A 454 pyrosequencing run of two infected sunflower samples (inbred lines XRQ and PSC8 infected with race 710 of P. halstedii, which exhibit incompatible and compatible interactions, respectively) generated 113,720 and 172,107 useable reads. From these reads, 44,948 contigs and singletons have been produced. A bioinformatic portal, HP, was specifically created for in-depth analysis of these clusters. Using in silico filtering, 405 clusters were defined as being specific to oomycetes, and 172 were defined as non-specific oomycete clusters. A subset of these two categories was checked using PCR amplification, and 86% of the tested clusters were validated.
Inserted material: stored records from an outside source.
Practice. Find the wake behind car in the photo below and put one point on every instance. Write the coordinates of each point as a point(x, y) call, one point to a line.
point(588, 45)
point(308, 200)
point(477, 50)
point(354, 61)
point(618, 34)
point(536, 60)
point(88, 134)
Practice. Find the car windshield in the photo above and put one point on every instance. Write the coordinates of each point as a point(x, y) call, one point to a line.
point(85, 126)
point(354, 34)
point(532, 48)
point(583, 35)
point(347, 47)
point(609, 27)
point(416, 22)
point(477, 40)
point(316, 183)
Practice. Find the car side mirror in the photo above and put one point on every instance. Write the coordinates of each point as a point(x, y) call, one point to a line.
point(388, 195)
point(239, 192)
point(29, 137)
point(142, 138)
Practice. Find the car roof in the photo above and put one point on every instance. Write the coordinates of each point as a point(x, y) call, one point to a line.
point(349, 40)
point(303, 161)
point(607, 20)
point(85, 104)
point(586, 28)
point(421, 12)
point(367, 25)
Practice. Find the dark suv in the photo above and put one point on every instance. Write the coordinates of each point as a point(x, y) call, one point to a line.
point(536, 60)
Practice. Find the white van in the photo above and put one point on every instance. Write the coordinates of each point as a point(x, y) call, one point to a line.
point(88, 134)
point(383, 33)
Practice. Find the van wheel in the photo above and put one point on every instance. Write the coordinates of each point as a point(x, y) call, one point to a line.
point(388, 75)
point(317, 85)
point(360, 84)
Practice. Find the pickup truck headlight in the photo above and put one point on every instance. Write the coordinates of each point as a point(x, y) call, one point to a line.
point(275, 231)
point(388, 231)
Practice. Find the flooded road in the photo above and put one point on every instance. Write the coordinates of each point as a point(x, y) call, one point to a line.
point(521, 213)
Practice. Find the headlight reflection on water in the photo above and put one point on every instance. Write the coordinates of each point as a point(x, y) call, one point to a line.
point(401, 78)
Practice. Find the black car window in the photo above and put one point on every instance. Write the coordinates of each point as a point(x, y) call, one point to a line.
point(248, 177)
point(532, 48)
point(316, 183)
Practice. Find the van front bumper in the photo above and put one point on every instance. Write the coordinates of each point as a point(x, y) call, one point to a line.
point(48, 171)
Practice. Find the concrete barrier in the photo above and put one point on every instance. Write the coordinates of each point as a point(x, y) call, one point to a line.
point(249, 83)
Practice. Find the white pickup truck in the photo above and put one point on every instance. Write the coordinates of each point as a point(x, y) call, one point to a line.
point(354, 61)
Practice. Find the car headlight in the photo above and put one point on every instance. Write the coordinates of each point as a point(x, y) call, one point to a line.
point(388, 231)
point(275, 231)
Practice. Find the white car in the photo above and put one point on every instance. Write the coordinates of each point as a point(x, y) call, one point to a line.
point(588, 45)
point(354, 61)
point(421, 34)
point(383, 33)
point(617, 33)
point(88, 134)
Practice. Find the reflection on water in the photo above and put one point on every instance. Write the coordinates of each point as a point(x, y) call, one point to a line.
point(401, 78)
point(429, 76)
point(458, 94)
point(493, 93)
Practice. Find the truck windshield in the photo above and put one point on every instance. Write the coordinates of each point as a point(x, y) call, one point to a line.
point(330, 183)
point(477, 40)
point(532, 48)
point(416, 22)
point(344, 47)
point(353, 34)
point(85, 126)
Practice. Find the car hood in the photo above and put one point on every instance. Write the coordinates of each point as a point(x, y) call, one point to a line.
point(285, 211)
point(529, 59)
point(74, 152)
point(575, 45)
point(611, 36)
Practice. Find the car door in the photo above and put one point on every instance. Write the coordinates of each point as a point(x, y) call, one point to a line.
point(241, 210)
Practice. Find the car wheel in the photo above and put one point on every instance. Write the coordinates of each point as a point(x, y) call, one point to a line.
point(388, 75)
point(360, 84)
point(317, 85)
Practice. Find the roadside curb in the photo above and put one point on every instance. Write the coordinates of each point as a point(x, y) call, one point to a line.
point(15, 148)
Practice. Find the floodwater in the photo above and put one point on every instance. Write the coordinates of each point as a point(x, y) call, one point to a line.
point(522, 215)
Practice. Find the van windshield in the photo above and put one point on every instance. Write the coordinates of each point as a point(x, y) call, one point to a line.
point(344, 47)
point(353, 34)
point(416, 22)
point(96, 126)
Twenty putative RXLR and CRN effectors were detected using PSI-BLAST. Using corresponding sequences from four races (100, 304, 703 and 710), 22 SNPs were detected, providing new information on pathogen polymorphisms.

Conclusions

This study identified a large number of genes that are expressed during H. annuus/P. halstedii compatible or incompatible interactions. It also reveals, for the first time, that an infection mechanism exists in P. halstedii similar to that in other oomycetes associated with the presence of putative RXLR and CRN effectors. SNPs discovered in CRN effector sequences were used to determine the genetic distances between the four races of P. halstedii. This work therefore provides valuable tools for further discoveries regarding the H. annuus/P. halstedii pathosystem.